Patrick: And I’m glad you mentioned the knowledge management part of it too, because I think that’s, there’s the change, the consistency, the knowledge management. I think that knowledge management too, we’ve already seen it where people who are new to the firm or just amongst each other, being able to build up our skills and share something that- Boz and I were talking today, and he had just used a particular prompt within ChatGPT to drive a result that was really kind of amazing. And again, it’s something you learn- we’re learning about it every day through that shared thing. 

Introducing HIRI: Measuring the evolution of business models and productivity improvements

So, Boz, turn to you now. So, we- looking at the services companies that we cover, the sort of the idealized model of what AI could do is eliminate the need for any people. You have a billion-dollar company that has one employee or zero employees. Within the services space, services is a people-based business. So, when you started to think about that challenge, what happens to the people within a services space as a services company adopts AI-enabled solutions, you came up with HIRI. So, can you walk us through what that is?

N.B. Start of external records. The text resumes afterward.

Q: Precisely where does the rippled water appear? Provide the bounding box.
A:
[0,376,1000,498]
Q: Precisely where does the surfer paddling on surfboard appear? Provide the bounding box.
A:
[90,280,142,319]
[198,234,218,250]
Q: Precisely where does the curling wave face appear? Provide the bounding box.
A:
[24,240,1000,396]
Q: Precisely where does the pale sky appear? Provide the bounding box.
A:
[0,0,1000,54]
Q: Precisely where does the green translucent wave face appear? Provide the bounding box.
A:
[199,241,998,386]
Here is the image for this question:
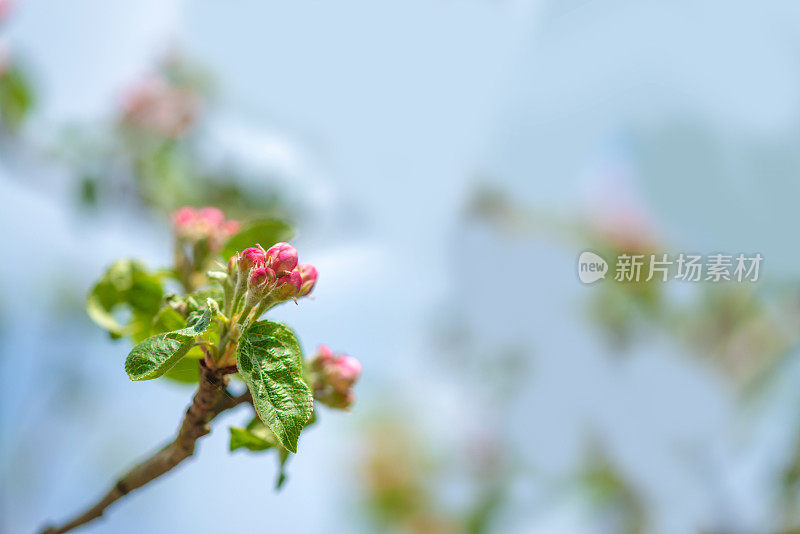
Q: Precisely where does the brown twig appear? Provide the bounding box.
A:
[42,362,252,534]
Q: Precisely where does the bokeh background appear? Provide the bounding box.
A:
[0,0,800,534]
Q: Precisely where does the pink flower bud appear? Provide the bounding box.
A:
[247,267,275,294]
[238,247,264,275]
[326,355,361,391]
[197,207,225,228]
[267,243,297,274]
[275,270,303,299]
[315,345,333,362]
[297,263,317,297]
[172,206,197,232]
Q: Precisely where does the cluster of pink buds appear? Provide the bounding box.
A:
[122,75,202,139]
[311,345,361,410]
[228,243,317,307]
[172,207,242,252]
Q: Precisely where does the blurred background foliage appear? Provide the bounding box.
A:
[0,0,800,534]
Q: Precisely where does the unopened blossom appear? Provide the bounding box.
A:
[247,267,275,305]
[267,243,297,273]
[328,355,361,389]
[234,243,317,310]
[275,270,303,300]
[310,345,361,409]
[122,77,202,139]
[238,247,264,276]
[172,206,241,252]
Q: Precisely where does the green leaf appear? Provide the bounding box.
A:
[0,66,33,131]
[86,260,163,337]
[230,417,296,489]
[229,417,278,451]
[125,299,216,380]
[237,321,314,452]
[163,356,202,384]
[222,219,294,260]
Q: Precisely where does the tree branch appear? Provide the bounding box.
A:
[37,361,252,534]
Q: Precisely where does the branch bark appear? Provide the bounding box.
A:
[42,361,252,534]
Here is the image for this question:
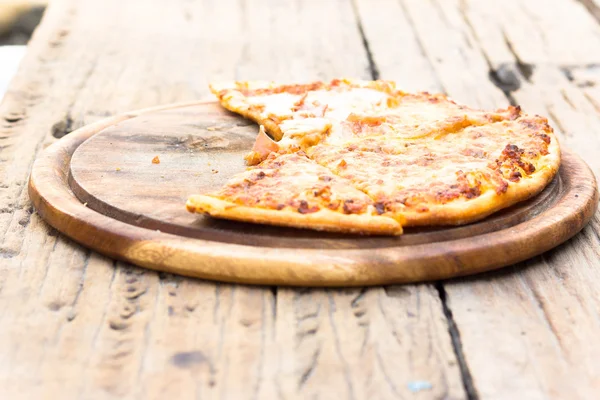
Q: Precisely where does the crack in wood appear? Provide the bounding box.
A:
[576,0,600,24]
[327,293,355,400]
[435,282,479,400]
[352,0,380,80]
[298,347,321,390]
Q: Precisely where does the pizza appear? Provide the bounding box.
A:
[187,79,560,235]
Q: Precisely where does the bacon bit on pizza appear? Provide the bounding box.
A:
[346,113,387,126]
[461,149,487,159]
[248,104,265,113]
[386,97,400,108]
[508,171,521,182]
[539,133,550,144]
[342,199,366,214]
[327,200,342,210]
[373,201,385,215]
[495,178,508,194]
[298,200,319,214]
[248,82,325,96]
[292,92,308,111]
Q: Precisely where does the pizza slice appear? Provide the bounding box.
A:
[308,116,560,226]
[187,152,402,235]
[211,79,520,165]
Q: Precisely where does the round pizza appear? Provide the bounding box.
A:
[187,79,560,235]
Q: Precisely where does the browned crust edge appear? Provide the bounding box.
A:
[186,195,402,235]
[399,135,561,227]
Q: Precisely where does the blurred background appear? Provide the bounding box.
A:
[0,0,48,101]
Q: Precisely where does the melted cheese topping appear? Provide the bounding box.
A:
[205,80,558,228]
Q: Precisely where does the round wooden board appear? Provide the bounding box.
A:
[29,102,598,286]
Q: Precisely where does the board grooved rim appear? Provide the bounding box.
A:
[29,102,598,286]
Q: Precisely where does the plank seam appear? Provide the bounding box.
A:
[435,282,479,400]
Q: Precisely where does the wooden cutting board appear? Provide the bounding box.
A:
[29,102,598,286]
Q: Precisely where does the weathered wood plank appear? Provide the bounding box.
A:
[359,0,600,399]
[0,0,465,399]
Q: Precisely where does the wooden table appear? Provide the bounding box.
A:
[0,0,600,399]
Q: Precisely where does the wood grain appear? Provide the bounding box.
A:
[0,0,465,399]
[0,0,600,399]
[358,0,600,399]
[29,103,598,286]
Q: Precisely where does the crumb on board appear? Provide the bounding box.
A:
[406,381,433,393]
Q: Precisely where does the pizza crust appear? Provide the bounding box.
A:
[403,136,560,226]
[196,80,560,234]
[186,195,402,235]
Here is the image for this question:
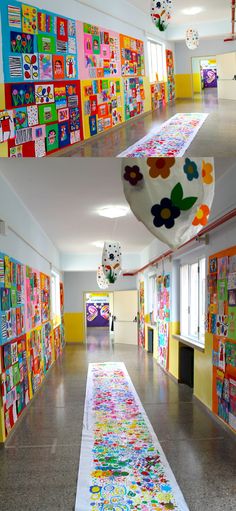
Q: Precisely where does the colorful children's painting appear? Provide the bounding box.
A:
[119,113,209,157]
[75,363,188,511]
[39,53,53,80]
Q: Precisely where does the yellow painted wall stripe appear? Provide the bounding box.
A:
[64,312,85,343]
[175,74,193,98]
[194,333,213,410]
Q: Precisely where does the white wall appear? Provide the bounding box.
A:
[0,0,174,87]
[0,172,60,273]
[64,271,137,312]
[175,37,236,74]
[61,250,141,272]
[166,16,232,41]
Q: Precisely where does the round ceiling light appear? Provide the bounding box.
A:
[182,7,204,16]
[91,241,104,248]
[98,206,130,218]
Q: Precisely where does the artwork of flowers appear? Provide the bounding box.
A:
[122,157,214,248]
[11,32,34,53]
[75,363,188,511]
[35,84,54,105]
[119,113,208,158]
[23,54,39,81]
[11,83,35,107]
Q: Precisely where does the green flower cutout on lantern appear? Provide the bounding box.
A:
[151,183,197,229]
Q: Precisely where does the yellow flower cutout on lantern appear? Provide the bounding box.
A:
[192,204,210,226]
[147,158,175,179]
[202,160,213,185]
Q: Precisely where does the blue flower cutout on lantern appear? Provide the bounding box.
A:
[184,158,199,181]
[151,183,197,229]
[151,197,180,229]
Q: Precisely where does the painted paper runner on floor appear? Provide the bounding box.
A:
[118,113,209,158]
[75,363,188,511]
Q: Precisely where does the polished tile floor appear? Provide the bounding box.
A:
[0,329,236,511]
[53,89,236,157]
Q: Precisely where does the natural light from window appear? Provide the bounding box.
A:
[148,39,164,83]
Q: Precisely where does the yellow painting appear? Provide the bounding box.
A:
[22,4,38,34]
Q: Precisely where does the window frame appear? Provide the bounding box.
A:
[147,37,166,83]
[180,256,206,346]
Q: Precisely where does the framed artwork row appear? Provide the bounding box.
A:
[0,0,173,158]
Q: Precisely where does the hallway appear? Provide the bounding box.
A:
[0,329,236,511]
[54,94,236,158]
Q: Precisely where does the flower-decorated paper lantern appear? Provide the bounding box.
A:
[122,158,215,249]
[102,241,121,284]
[186,28,199,50]
[97,265,109,289]
[151,0,172,32]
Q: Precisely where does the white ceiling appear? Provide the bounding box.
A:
[0,158,153,255]
[0,158,236,264]
[127,0,231,25]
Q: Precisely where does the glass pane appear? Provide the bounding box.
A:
[180,264,189,335]
[189,263,199,339]
[199,259,206,343]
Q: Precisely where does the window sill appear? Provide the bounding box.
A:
[172,334,205,353]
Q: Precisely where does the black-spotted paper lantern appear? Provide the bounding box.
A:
[102,241,122,284]
[97,265,109,289]
[122,158,215,249]
[185,28,199,50]
[151,0,172,32]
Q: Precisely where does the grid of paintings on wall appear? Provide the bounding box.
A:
[0,250,64,435]
[157,273,170,370]
[208,247,236,431]
[0,0,155,158]
[78,22,121,79]
[166,50,175,101]
[139,280,145,348]
[1,335,30,435]
[124,77,145,121]
[120,34,145,76]
[0,254,25,345]
[81,78,123,138]
[151,82,166,110]
[0,0,83,157]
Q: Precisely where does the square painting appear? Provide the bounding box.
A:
[39,104,57,124]
[46,124,59,153]
[11,83,35,107]
[10,32,35,53]
[14,107,28,130]
[70,108,80,131]
[39,53,53,80]
[22,53,39,81]
[54,85,67,109]
[52,55,65,80]
[38,34,56,53]
[58,121,70,147]
[35,84,54,105]
[57,16,68,41]
[66,55,77,78]
[22,4,38,34]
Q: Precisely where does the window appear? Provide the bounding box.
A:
[148,40,164,82]
[51,271,61,328]
[180,258,206,344]
[148,274,157,322]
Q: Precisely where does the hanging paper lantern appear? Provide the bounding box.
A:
[97,265,109,289]
[122,158,215,249]
[151,0,172,32]
[186,28,199,50]
[102,241,121,284]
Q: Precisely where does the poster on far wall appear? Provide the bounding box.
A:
[157,273,171,370]
[86,302,110,327]
[202,68,217,89]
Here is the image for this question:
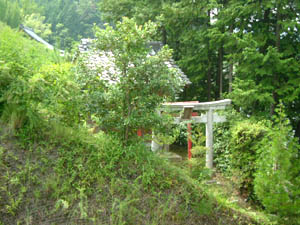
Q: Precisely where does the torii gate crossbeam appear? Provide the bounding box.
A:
[152,99,231,169]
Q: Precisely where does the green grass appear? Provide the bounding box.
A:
[0,125,262,224]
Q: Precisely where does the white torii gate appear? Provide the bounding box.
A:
[151,99,231,169]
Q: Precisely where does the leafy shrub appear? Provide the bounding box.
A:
[230,120,266,198]
[254,106,300,219]
[0,26,83,133]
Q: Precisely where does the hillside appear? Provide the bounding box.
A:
[0,22,298,225]
[0,122,262,224]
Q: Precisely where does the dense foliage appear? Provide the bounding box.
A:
[0,24,260,225]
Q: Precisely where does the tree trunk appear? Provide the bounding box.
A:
[270,3,281,116]
[207,10,211,101]
[218,43,224,99]
[228,24,233,93]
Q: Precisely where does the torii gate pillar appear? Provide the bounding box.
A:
[205,109,214,169]
[162,99,231,169]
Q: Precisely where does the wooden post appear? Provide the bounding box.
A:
[187,123,192,159]
[206,109,213,169]
[137,129,143,137]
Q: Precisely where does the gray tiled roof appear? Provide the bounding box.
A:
[78,39,191,86]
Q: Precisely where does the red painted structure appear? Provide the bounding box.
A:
[137,101,199,159]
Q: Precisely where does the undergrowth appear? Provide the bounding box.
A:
[0,124,258,224]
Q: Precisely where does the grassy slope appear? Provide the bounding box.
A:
[0,24,272,225]
[0,122,270,224]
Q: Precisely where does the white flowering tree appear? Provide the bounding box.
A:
[91,18,187,144]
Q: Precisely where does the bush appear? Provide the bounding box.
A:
[254,109,300,220]
[230,120,266,199]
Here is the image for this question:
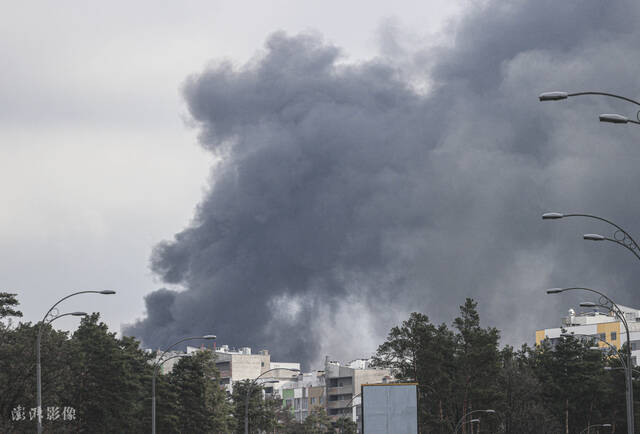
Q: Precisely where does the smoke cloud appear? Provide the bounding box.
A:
[124,0,640,367]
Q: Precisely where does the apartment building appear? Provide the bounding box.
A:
[280,357,393,425]
[536,306,640,365]
[214,345,300,395]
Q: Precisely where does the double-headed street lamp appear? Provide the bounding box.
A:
[244,368,300,434]
[36,290,116,434]
[151,335,216,434]
[547,287,635,434]
[538,92,640,125]
[542,212,640,260]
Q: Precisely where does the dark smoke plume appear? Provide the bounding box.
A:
[125,0,640,367]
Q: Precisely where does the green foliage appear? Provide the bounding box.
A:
[170,350,234,434]
[64,313,151,433]
[0,294,640,434]
[0,292,22,319]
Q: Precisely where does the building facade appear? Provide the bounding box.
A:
[536,306,640,365]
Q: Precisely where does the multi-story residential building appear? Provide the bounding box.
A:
[280,371,325,422]
[325,358,393,425]
[280,358,392,424]
[536,306,640,365]
[214,345,300,394]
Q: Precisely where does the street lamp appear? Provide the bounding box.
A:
[244,368,300,434]
[453,410,497,434]
[580,423,611,434]
[469,419,480,434]
[36,290,116,434]
[547,287,634,434]
[542,212,640,260]
[538,92,640,125]
[151,335,216,434]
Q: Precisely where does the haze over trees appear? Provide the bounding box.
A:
[0,293,640,434]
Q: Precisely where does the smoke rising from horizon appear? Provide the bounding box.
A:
[124,0,640,367]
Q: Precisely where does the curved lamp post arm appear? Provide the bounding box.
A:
[36,308,87,434]
[542,212,640,259]
[41,290,116,322]
[584,236,640,260]
[538,91,640,125]
[567,91,640,106]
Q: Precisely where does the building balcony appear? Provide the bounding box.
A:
[327,385,353,395]
[327,398,351,408]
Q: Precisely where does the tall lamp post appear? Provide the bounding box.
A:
[538,91,640,125]
[547,287,635,434]
[151,335,216,434]
[580,423,611,434]
[36,290,116,434]
[453,410,497,434]
[244,368,300,434]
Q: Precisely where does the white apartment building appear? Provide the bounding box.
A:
[536,306,640,365]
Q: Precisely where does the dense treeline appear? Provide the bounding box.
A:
[0,293,640,434]
[374,299,638,434]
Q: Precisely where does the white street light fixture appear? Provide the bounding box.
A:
[582,234,607,241]
[600,113,629,124]
[542,212,564,220]
[36,290,116,434]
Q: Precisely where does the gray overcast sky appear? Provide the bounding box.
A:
[5,0,640,367]
[0,0,463,338]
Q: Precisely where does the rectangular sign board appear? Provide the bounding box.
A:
[361,383,418,434]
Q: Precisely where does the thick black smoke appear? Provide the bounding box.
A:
[125,0,640,363]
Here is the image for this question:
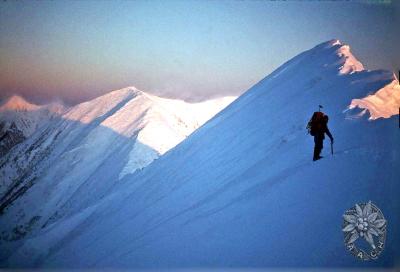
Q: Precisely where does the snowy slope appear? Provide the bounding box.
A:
[0,95,66,157]
[7,40,400,268]
[0,87,234,249]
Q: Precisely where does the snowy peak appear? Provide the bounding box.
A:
[0,95,40,112]
[349,78,400,120]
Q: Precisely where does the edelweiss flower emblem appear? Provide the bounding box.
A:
[343,201,386,260]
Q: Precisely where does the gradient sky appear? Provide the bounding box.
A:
[0,0,400,104]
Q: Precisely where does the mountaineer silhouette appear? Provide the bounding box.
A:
[307,105,333,161]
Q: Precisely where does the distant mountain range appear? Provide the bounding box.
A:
[0,40,400,269]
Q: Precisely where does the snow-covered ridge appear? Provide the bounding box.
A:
[4,40,400,269]
[349,79,400,120]
[0,87,234,248]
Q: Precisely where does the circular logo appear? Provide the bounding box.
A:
[342,201,386,261]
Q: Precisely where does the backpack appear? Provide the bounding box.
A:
[307,111,325,136]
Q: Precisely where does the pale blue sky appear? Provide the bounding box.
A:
[0,1,400,104]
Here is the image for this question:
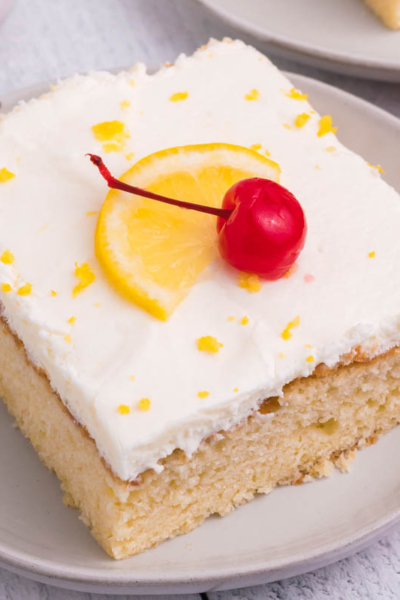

Boz Hristov, TBR Principal Analyst: Sure. I mean, HIRI, just to kind of expand on that, I mean, it’s kind of a working version of our, what we call Human Intensity Reduction Index. And really what it does is we’re trying to better understand how companies are really trying to scale the opportunity around driving a non-linear revenue growth model. Fewer people, more revenue, right? Historically, the outsourcing business has always been labor arbitrage based. The linearity between expanding headcount and revenue has been well documented, right? Ten years ago, when RPA came around, there was a first aha moment and everybody was like, maybe that’s going to crack the code. It really didn’t, right? And now with AI, going beyond just a task-oriented automation, workflow automation, and really providing the opportunity to drive the generation of new content, and really trying to go beyond that kind of just mundane task automation, I think this is where we’re starting to see and hear how the vendors themselves are applying both internally to their own operations, but also how they deliver services. 

 

So, for us, from a research perspective, we’re trying to look into the evolution of their business models and trying to understand what’s the best way to measure that productivity improvement, right? And is there something that is a unique set of metrics and data that companies think about and use to measure their own success, but also for us from a research perspective that can help us to build a model that can track that evolution and say, okay, how much is that really based on AI versus how much is based on offshore leverage? How much is pricing? How much is the culture of that organization and so forth? So here in the Human Intensity Reduction Index or AI influenced productivity proxy, however you want to call it, I think it’s in a way of like allows us to track that improvement in productivity. Helps us to better understand what the economics looks like for the vendors. How does that translate into profitability, right? Not just the revenue expansion from a non-linear fashion, but profitability. Maybe look into what’s the impact on the day sales outstanding cycle, or maybe their bookings. I mean, there’s other ways to measure. So, for us, it’s about understanding, as companies use more of AI to deliver services, how does that translate into the profitability impact, in the margin profile, to the value that they create to the shareholders, to the stakeholders as a whole. So, it is a way to measure that improvement, it’s a way to measure that evolution of those business models. Again, AI is one element of it. It’s kind of the corner factor of what those companies are aiming to do. We certainly recognize there’s a lot of other variables to be considered, and it’s a moving target.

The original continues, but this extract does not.